Старик скрестил руки и, глядя на разбушевавшееся озеро, снова заговорил:
— Думал ли старый Рулав, что ему, храброму воину, придется на склоне своих дней скрываться в земле этих трусливых, шума битвы не слыхавших народов? Видно, недостоин я светлой Валгаллы, видно, прогневал Одина… Но нет, я спас свою жизнь не для того, чтобы умереть здесь, в этой лесной глуши! Нет, старый Рулав услышит еще шум кровавой битвы, услышит победный клич товарищей, много еще врагов уложит его секира, надо только выбраться из этих проклятых мест… — Старый норманн погрузился в глубокую думу.
Вдруг он приподнял голову и устремил свой взгляд на озеро.

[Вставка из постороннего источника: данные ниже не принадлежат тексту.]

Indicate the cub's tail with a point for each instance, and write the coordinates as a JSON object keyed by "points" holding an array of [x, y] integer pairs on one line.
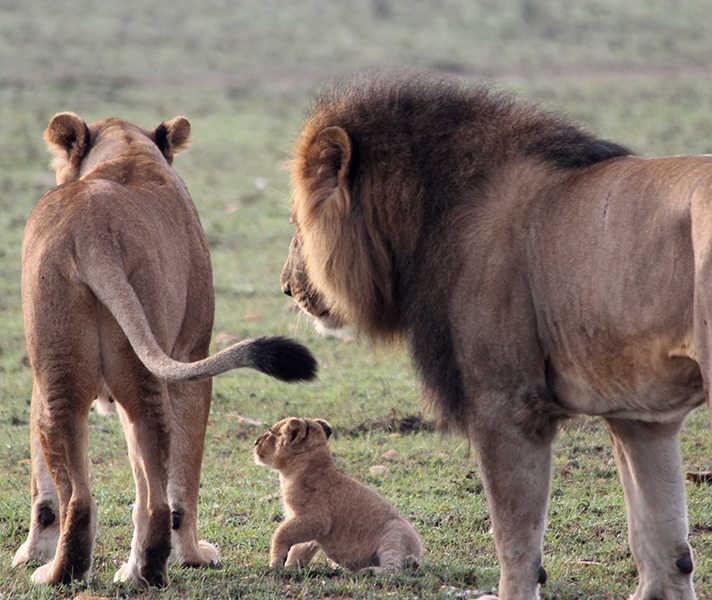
{"points": [[277, 356]]}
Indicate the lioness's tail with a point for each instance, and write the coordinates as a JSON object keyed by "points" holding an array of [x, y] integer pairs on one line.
{"points": [[278, 357]]}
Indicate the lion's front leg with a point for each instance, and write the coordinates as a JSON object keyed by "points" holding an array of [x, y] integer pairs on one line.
{"points": [[515, 465], [650, 467]]}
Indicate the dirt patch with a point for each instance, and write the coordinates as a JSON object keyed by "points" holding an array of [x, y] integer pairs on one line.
{"points": [[394, 424]]}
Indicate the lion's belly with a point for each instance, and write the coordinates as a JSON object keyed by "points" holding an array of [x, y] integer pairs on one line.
{"points": [[662, 390]]}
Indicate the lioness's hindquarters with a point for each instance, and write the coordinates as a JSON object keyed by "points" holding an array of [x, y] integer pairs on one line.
{"points": [[326, 510]]}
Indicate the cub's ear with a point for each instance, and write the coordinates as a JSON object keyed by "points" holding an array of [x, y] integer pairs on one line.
{"points": [[67, 138], [172, 136], [295, 431], [326, 427]]}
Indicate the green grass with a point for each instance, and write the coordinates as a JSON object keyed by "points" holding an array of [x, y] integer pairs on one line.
{"points": [[243, 73]]}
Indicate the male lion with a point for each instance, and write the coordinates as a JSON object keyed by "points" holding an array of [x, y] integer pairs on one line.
{"points": [[537, 272], [118, 298], [327, 510]]}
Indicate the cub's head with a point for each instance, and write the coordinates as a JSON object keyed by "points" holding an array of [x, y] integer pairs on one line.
{"points": [[78, 148], [289, 440]]}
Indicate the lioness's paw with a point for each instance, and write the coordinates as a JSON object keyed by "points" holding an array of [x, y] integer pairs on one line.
{"points": [[23, 555], [42, 576], [129, 573], [202, 554]]}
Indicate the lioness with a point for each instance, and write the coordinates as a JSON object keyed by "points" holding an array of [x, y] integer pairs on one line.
{"points": [[327, 510], [118, 299], [537, 272]]}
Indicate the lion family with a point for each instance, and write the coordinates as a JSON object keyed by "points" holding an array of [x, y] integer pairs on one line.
{"points": [[535, 271]]}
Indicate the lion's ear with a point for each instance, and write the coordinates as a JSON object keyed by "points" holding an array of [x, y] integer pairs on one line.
{"points": [[172, 136], [67, 138], [326, 427], [334, 153], [295, 431]]}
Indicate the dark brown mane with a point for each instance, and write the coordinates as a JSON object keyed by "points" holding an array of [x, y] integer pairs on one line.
{"points": [[421, 115]]}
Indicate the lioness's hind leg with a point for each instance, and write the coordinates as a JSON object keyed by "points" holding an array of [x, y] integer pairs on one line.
{"points": [[146, 419], [41, 543], [650, 467], [60, 416], [191, 406]]}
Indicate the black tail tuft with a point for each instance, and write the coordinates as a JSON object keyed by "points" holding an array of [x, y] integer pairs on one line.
{"points": [[283, 358]]}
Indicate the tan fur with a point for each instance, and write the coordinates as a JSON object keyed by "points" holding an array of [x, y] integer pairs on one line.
{"points": [[118, 300], [326, 510], [536, 272]]}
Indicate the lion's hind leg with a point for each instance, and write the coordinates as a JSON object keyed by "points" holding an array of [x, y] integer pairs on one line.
{"points": [[41, 543], [145, 414], [60, 413], [190, 406], [650, 467]]}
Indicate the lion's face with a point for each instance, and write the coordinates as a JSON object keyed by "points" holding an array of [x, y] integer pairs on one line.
{"points": [[290, 439], [296, 283]]}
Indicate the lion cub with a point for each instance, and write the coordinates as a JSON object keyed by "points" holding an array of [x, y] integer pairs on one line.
{"points": [[352, 524]]}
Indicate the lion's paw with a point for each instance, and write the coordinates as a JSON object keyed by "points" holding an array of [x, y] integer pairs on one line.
{"points": [[41, 547]]}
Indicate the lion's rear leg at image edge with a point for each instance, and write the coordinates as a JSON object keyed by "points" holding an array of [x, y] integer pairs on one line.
{"points": [[146, 419], [650, 468], [60, 416], [187, 445], [516, 468], [41, 543]]}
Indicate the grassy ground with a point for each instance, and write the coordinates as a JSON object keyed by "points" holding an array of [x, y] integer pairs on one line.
{"points": [[636, 72]]}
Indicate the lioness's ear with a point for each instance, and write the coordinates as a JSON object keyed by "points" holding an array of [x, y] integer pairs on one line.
{"points": [[172, 136], [326, 427], [296, 431], [67, 138]]}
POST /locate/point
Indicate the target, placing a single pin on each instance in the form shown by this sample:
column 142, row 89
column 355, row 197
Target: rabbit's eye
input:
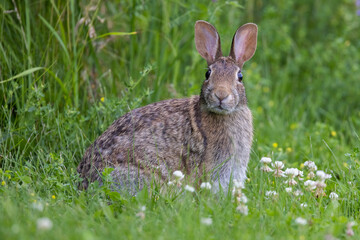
column 207, row 74
column 240, row 76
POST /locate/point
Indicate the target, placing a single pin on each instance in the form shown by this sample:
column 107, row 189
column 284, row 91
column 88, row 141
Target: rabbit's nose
column 221, row 96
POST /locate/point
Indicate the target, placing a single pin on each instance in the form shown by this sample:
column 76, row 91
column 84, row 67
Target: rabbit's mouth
column 221, row 109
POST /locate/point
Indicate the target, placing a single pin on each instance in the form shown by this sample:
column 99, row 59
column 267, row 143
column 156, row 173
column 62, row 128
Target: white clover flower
column 333, row 196
column 298, row 193
column 265, row 160
column 266, row 168
column 300, row 221
column 278, row 165
column 310, row 184
column 322, row 175
column 205, row 185
column 44, row 223
column 178, row 175
column 206, row 221
column 189, row 188
column 303, row 205
column 310, row 165
column 292, row 172
column 291, row 182
column 311, row 175
column 243, row 209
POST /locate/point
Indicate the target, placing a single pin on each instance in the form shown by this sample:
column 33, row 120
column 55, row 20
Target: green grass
column 302, row 85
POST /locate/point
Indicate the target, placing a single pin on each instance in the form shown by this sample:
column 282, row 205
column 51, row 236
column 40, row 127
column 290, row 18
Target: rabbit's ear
column 244, row 43
column 207, row 41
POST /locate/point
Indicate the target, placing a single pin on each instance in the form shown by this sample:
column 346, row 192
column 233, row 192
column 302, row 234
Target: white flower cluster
column 265, row 161
column 315, row 184
column 310, row 165
column 240, row 197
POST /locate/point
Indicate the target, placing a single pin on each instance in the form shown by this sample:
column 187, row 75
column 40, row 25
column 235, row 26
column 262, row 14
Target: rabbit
column 206, row 137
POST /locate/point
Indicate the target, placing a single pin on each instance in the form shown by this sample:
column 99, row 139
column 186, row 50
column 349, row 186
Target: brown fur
column 204, row 136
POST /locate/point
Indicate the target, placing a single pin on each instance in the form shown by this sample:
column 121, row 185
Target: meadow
column 69, row 68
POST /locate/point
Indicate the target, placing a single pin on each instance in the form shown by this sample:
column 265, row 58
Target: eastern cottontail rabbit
column 204, row 136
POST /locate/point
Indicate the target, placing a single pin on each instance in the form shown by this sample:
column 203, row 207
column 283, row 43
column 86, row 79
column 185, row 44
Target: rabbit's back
column 156, row 138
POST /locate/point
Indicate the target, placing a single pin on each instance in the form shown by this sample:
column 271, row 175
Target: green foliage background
column 61, row 87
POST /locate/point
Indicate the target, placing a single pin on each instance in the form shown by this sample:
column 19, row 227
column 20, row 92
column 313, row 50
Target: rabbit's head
column 223, row 90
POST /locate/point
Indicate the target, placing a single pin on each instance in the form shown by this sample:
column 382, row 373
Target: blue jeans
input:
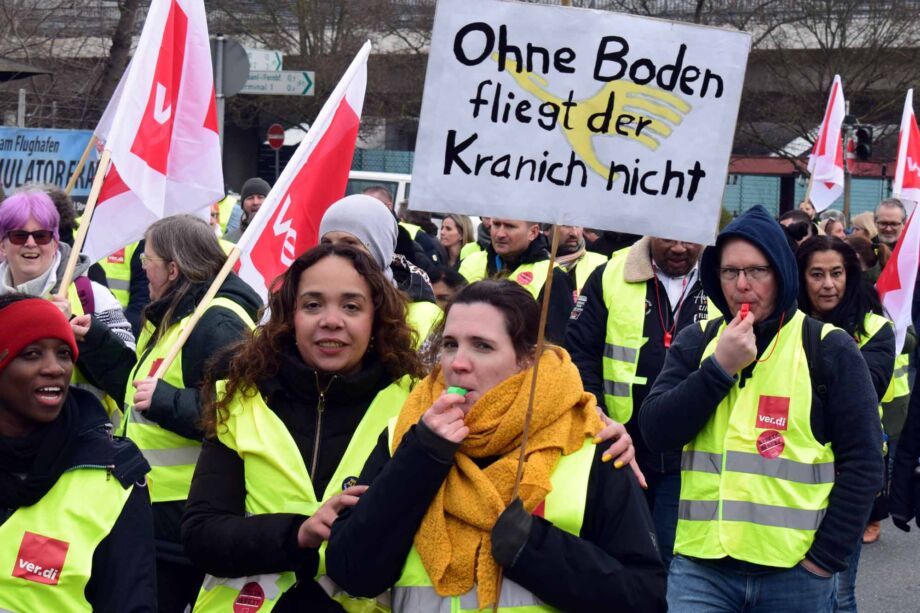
column 663, row 497
column 697, row 588
column 846, row 583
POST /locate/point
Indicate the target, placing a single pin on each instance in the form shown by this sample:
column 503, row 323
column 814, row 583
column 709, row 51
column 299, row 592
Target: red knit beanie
column 26, row 321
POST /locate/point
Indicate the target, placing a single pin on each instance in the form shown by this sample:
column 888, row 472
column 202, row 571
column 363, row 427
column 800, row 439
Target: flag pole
column 203, row 305
column 538, row 353
column 80, row 238
column 79, row 169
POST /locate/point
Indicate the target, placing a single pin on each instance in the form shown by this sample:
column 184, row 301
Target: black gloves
column 510, row 533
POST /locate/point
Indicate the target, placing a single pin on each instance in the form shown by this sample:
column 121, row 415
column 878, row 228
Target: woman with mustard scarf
column 436, row 525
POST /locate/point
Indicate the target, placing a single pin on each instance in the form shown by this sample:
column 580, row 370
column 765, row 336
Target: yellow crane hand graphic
column 655, row 113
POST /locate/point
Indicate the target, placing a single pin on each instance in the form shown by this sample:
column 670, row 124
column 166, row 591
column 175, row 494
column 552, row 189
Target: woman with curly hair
column 289, row 429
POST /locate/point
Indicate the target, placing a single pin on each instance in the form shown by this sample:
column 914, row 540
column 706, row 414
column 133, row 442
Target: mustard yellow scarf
column 454, row 539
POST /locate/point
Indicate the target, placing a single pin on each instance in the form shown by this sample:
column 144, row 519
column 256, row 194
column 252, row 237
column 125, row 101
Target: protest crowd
column 394, row 411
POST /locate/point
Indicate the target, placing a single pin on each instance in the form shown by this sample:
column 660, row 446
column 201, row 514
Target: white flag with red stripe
column 161, row 129
column 896, row 283
column 316, row 176
column 906, row 184
column 826, row 161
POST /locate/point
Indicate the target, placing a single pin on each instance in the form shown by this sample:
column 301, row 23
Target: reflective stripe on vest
column 422, row 316
column 626, row 307
column 531, row 276
column 624, row 336
column 277, row 481
column 172, row 457
column 755, row 483
column 411, row 228
column 586, row 265
column 117, row 267
column 46, row 549
column 564, row 507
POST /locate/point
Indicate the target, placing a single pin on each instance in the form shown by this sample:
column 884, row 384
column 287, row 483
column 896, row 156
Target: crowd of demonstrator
column 715, row 428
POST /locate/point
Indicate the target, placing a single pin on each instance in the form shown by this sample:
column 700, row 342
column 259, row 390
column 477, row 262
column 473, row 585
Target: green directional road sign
column 280, row 82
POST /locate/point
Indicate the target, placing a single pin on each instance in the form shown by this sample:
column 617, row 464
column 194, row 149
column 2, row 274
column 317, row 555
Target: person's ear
column 172, row 271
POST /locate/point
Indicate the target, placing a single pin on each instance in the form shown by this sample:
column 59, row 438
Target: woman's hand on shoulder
column 317, row 528
column 446, row 419
column 622, row 451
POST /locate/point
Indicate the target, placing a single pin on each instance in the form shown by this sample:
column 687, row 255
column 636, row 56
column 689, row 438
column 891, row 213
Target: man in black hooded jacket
column 777, row 477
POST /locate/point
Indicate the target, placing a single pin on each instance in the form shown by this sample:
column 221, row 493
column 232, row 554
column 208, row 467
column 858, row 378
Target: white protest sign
column 578, row 117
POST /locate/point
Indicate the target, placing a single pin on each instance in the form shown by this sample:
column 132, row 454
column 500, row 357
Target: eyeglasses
column 889, row 224
column 146, row 259
column 21, row 237
column 752, row 273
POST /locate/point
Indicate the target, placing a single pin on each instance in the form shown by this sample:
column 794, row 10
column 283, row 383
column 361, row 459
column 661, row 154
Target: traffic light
column 863, row 142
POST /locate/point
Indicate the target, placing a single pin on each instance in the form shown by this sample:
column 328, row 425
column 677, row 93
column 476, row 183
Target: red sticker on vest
column 773, row 413
column 118, row 257
column 770, row 444
column 155, row 366
column 251, row 598
column 40, row 559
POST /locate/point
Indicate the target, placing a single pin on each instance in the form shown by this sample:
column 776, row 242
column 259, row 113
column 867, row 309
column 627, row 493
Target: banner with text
column 39, row 155
column 578, row 117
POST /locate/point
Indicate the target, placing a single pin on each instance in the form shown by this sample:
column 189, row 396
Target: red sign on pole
column 275, row 136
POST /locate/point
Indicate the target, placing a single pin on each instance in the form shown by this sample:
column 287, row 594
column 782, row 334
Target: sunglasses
column 20, row 237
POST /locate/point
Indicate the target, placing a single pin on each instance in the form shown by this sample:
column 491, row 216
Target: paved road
column 889, row 572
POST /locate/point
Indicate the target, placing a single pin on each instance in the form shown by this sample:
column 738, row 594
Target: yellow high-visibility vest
column 277, row 481
column 755, row 482
column 172, row 457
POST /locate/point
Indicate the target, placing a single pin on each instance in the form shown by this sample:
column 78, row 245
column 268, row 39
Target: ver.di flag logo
column 40, row 559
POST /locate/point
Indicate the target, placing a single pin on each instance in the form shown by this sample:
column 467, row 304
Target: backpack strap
column 85, row 292
column 811, row 341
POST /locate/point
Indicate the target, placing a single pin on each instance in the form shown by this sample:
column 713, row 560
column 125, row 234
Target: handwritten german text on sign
column 578, row 117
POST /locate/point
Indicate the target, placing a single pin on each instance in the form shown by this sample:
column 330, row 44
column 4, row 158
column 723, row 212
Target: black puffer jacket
column 613, row 564
column 687, row 392
column 124, row 571
column 218, row 536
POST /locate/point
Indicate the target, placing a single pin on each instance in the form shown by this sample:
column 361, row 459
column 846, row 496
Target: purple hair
column 16, row 211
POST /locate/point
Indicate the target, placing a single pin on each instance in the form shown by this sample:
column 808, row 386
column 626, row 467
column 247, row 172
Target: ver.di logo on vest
column 40, row 559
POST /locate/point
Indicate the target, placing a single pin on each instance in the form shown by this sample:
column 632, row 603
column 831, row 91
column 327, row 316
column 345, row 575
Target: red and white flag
column 161, row 130
column 906, row 184
column 896, row 283
column 287, row 224
column 826, row 161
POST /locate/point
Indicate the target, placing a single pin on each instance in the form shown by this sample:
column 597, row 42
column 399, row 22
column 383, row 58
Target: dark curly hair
column 248, row 363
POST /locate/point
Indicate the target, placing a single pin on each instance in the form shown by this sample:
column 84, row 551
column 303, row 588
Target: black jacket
column 561, row 298
column 218, row 536
column 124, row 571
column 587, row 331
column 687, row 393
column 175, row 409
column 615, row 562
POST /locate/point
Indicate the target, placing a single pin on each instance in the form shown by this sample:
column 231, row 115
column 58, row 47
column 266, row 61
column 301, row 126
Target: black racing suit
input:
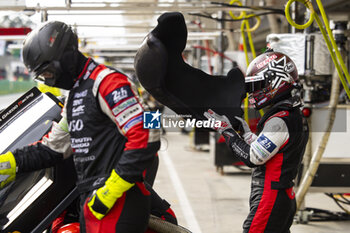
column 275, row 158
column 102, row 127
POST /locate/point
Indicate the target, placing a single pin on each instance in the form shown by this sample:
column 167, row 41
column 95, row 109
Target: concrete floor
column 207, row 202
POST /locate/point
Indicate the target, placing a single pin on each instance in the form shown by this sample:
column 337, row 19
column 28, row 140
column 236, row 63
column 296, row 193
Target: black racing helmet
column 43, row 49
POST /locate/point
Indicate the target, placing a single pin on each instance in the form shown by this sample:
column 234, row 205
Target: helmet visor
column 47, row 73
column 254, row 83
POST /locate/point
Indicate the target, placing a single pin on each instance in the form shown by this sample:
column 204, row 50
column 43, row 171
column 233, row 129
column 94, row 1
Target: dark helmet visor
column 48, row 73
column 254, row 83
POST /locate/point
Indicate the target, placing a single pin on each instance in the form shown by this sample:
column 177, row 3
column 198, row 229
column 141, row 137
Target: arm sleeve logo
column 118, row 94
column 266, row 143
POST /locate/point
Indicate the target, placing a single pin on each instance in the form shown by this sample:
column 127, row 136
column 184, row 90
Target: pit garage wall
column 333, row 174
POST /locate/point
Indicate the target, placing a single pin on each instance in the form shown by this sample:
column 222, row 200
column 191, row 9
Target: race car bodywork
column 33, row 200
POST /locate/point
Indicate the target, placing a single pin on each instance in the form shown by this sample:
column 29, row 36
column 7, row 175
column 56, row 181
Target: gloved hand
column 104, row 198
column 225, row 123
column 7, row 169
column 248, row 136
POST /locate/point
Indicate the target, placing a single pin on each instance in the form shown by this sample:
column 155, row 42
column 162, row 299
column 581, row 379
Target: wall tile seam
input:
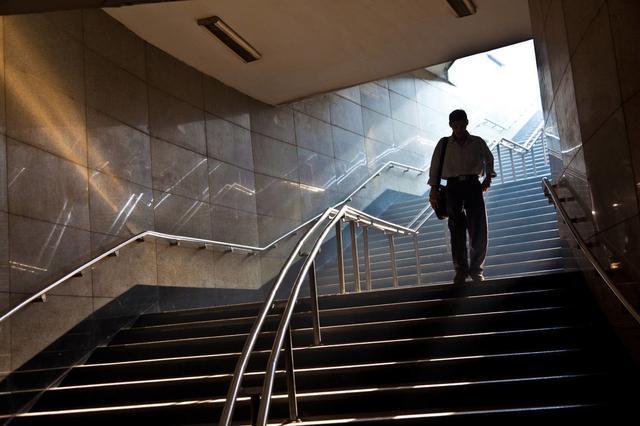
column 207, row 112
column 164, row 91
column 90, row 171
column 73, row 227
column 296, row 222
column 545, row 13
column 610, row 227
column 151, row 136
column 47, row 16
column 86, row 142
column 253, row 212
column 619, row 108
column 176, row 98
column 636, row 173
column 566, row 66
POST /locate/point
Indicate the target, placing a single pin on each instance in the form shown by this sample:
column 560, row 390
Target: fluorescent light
column 230, row 38
column 462, row 8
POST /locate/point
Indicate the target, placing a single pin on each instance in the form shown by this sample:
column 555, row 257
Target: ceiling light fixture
column 462, row 8
column 230, row 38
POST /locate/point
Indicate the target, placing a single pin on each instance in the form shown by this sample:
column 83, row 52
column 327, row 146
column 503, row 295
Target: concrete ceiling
column 315, row 46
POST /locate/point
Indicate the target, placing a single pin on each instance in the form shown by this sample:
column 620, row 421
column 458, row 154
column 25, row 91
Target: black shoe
column 477, row 278
column 460, row 278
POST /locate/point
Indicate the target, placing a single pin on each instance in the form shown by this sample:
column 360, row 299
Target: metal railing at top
column 330, row 219
column 550, row 191
column 41, row 295
column 514, row 148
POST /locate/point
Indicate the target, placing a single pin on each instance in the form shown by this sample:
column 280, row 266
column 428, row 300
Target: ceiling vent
column 462, row 8
column 230, row 38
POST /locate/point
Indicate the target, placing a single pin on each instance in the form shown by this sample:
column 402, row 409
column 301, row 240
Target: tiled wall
column 103, row 136
column 588, row 55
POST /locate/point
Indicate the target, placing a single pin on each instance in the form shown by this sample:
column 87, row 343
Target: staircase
column 520, row 350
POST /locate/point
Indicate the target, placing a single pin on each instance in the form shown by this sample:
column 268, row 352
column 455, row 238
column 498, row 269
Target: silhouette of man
column 467, row 157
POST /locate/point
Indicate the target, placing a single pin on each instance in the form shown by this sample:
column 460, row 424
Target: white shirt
column 469, row 156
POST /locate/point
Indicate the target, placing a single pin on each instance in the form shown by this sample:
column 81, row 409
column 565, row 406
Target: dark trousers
column 466, row 210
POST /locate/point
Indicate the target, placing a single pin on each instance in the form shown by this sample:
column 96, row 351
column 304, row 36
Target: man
column 467, row 157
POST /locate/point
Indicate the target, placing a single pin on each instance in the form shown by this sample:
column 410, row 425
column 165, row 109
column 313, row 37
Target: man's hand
column 486, row 183
column 434, row 197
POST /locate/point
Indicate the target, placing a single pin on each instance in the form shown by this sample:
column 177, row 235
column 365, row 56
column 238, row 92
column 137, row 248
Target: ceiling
column 310, row 47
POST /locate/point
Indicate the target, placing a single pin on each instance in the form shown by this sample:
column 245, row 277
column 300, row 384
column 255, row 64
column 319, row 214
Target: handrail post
column 315, row 312
column 500, row 164
column 354, row 255
column 533, row 161
column 367, row 261
column 291, row 377
column 392, row 251
column 418, row 264
column 340, row 258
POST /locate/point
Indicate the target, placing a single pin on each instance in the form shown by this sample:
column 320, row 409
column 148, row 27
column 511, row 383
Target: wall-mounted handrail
column 203, row 242
column 345, row 213
column 549, row 189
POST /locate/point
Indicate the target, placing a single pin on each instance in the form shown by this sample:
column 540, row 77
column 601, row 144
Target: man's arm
column 434, row 169
column 490, row 173
column 434, row 178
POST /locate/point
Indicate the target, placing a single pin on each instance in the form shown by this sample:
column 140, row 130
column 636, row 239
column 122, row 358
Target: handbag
column 441, row 210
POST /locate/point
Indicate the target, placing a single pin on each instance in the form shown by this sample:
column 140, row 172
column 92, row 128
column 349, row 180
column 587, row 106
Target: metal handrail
column 587, row 253
column 345, row 213
column 114, row 250
column 203, row 242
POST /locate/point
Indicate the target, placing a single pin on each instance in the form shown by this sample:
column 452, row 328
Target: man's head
column 458, row 123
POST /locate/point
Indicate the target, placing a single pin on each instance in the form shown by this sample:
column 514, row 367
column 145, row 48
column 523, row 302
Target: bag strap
column 444, row 152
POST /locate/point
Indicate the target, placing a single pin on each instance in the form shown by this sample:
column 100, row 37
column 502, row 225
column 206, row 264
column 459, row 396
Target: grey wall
column 588, row 55
column 103, row 136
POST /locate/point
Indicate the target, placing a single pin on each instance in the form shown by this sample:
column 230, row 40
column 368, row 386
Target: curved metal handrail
column 587, row 253
column 204, row 242
column 345, row 212
column 118, row 247
column 241, row 365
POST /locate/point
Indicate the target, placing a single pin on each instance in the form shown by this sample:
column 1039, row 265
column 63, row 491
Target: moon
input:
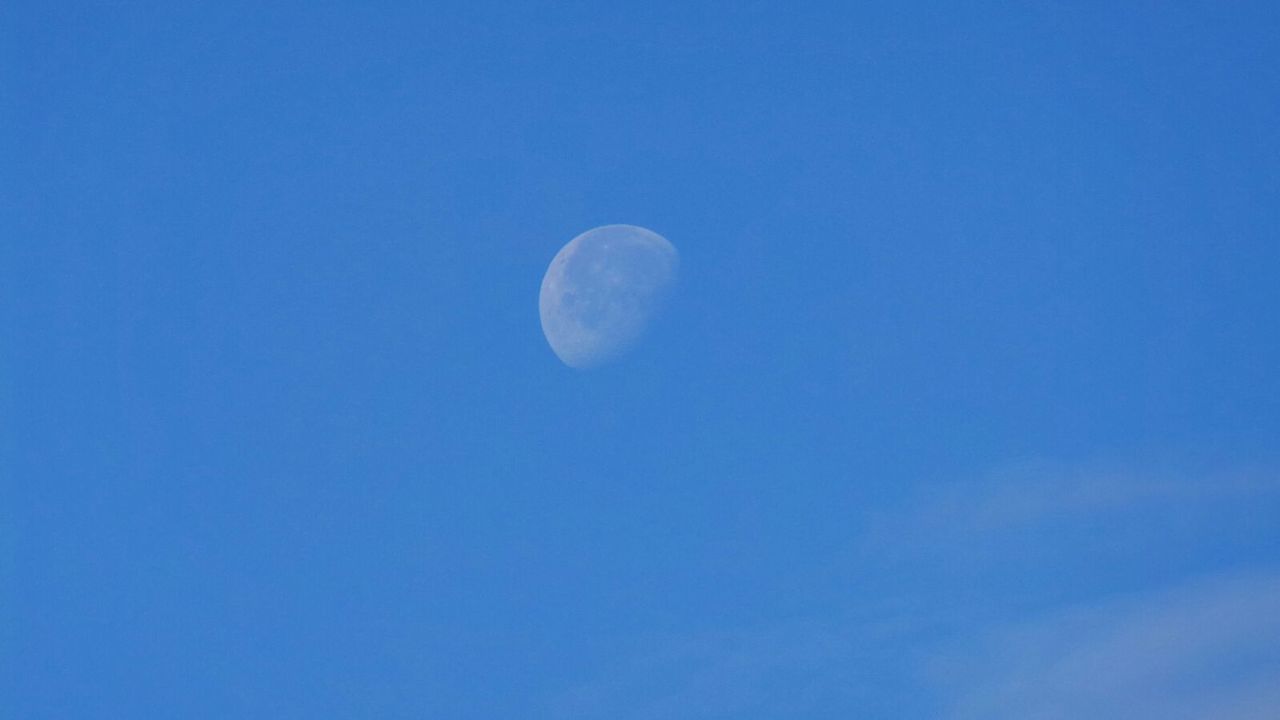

Отчаянный человеческий крик, слившийся с ревом бури, коротко прозвучал и тотчас же смолк, заглушенный воем ветра.
Рулав отошел назад и спрятался в прибрежном кустарнике.
Прошло немного времени; норманн, не покидая своего укрытия, продолжал следить за озером. С шумом обрушился и покатился по прибрежному песку один, другой, третий вал, оставив на отмели два человеческих тела.
«Э-э, да я, кажется, знаю этих молодчиков», — подумал Рулав.
Он вышел из своего укрытия и, осторожно ступая, по мокрому песку, подошел к лежавшим без движения юношам.
— Вот как обнялись, — бормотал он. — Избор этого молодца держит так, что и живому не удержать…
Налетевший пенистый вал заставил старого норманна отступить назад.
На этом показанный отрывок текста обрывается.